Mr. Bratton, who served as police commissioner under Mayors Bill de Blasio and Rudolph W. Giuliani, said the plan was risky for Mr. Adams and that leaders across the nation would be watching New York’s approach. It will take months to properly train police officers about how to conduct psychological evaluations and how to handle people who resist being transported to hospitals, he noted.
“The cops are going to see this as another burden being placed on them,” he said.
New Yorkers should not expect to see dramatic changes overnight. The city started training doctors who work with patients about the new guidance on Tuesday. It will begin training police officers and Emergency Medical Services staff in the coming weeks, city officials said.
Mr. Adams acknowledged on Tuesday that the city would need many more psychiatric beds at hospitals for his plan to be successful, and he said that he would work with state lawmakers in Albany to add beds. Gov. Kathy Hochul, who has said she supports the mayor’s efforts, recently announced that the state was setting up two new units at psychiatric centers, including 50 inpatient beds.
Jody Rudin, a former deputy city commissioner of homeless services who is now C.E.O. of the Institute for Community Living, applauded the mayor for “leaning into and talking about this issue.”
“There seems to be an appreciation for the need for trauma-informed and community-based services, not just lip service, and to some extent he’s putting his money where his mouth is,” she said.
But Ms.

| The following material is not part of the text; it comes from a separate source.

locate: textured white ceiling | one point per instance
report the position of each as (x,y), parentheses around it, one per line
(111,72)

Rudin said that most of the people in greatest need of help are already well known to clinicians who do street outreach. And she said that she was concerned that those people would be consulted by neither police officers, emergency services workers, or hospital personnel who the mayor said would staff a new hotline, in deciding whether to bring someone to a hospital against their will.
“If it’s done in a coordinated way, it could be really helpful to people’s ability to live healthy and fulfilling lives,” she said. “If it’s done in a messy and uncoordinated way, we have real concerns.”

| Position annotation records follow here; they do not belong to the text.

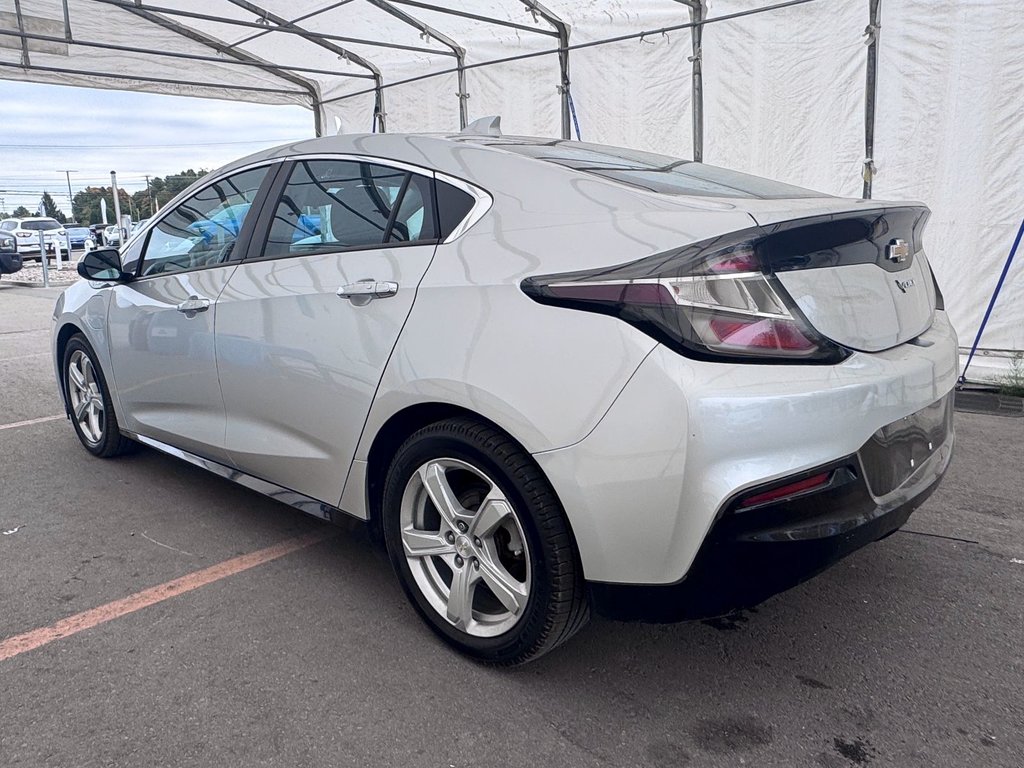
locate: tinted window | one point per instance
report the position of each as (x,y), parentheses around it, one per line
(45,224)
(658,173)
(203,229)
(332,205)
(453,206)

Jumaane Williams, the city’s public advocate, and other left-leaning elected officials, have raised concerns about police officers evaluating people on the streets, and the lack of details over what care people will receive once they are removed.
“That’s a major red flag right there,” Mr. Williams said.

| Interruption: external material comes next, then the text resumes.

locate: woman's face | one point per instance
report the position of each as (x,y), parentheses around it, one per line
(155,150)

Mr. Williams said that, while he was glad that Mr. Adams was committed to helping people with severe mental illness, he was worried that Black men would be disproportionately affected by the new policy and that people would be turned away from overburdened hospitals. He said that the city should focus on funding less intrusive programs like homeless drop in centers, where people can get a hot meal and a shower, and mental health urgent care centers.
“You have to put the funding into the programs that are needed so you don’t have to do this,” he said.
Ron Kim, a left-leaning state assemblyman from Queens, said he was supportive of the plan because he believes that Mr. Adams wants to rebuild government to help the public.
“He’s saying the buck stops here — he’s saying we’re going to activate city workers to intervene,” Mr. Kim said.
Mr. Kim said he was moved by a recent dinner with the father of Michelle Go, who was killed in January when she was shoved in front of a subway train by a homeless and mentally ill man.
“I was shocked to hear that from the pain he’s been going through, he wasn’t focused on punishing the attacker,” Mr. Kim said. “He was really furious about how we didn’t see the signs, and we failed to intervene.”